Our aim is to demonstrate how pressure drop and oil production at steady state for different water-injection rates can be used to derive relative permeability and capillary pressure from waterflooding. This is done in three ways. First, synthetic transient waterflooding tests are generated (using a core-scale simulator), applying the same saturation-function correlations as assumed in the analytical solution. Then, more-general correlations are assumed when generating the synthetic data. This is to test the robustness of the analytical solution in producing functions similar to the “true” ones. Finally, we perform a waterflooding experiment in the laboratory on a high-permeability (3 darcies) Bentheimer sandstone core, altered to an oil-wet state. Forced imbibition was started at a rate of 0.4 pore volumes (PV) per day, which was increased stepwise after approaching a steady state. Twelve rates were applied, differing overall by a factor of ≈1,000 to yield states governed by capillary forces and advective forces. The results were interpreted using both full history matching of the transient data and matching of the steady-state data with the analytical solution.
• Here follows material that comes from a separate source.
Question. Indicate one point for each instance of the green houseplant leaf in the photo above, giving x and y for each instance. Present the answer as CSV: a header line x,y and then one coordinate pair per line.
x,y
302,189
The experimental procedure and model demonstrate that only water relative permeability and capillary pressure determine the steady state during waterflooding, and hence can be estimated accurately. The analytical solution could simultaneously match the trends and magnitude of a steady-state pressure drop and production with injection rate to give an estimation of the saturation functions. The estimated saturation functions from the analytical solution agreed well with the estimates from full history matching.
Supporting Information Notice: A spreadsheet is available as supporting information for application of the analytical solution.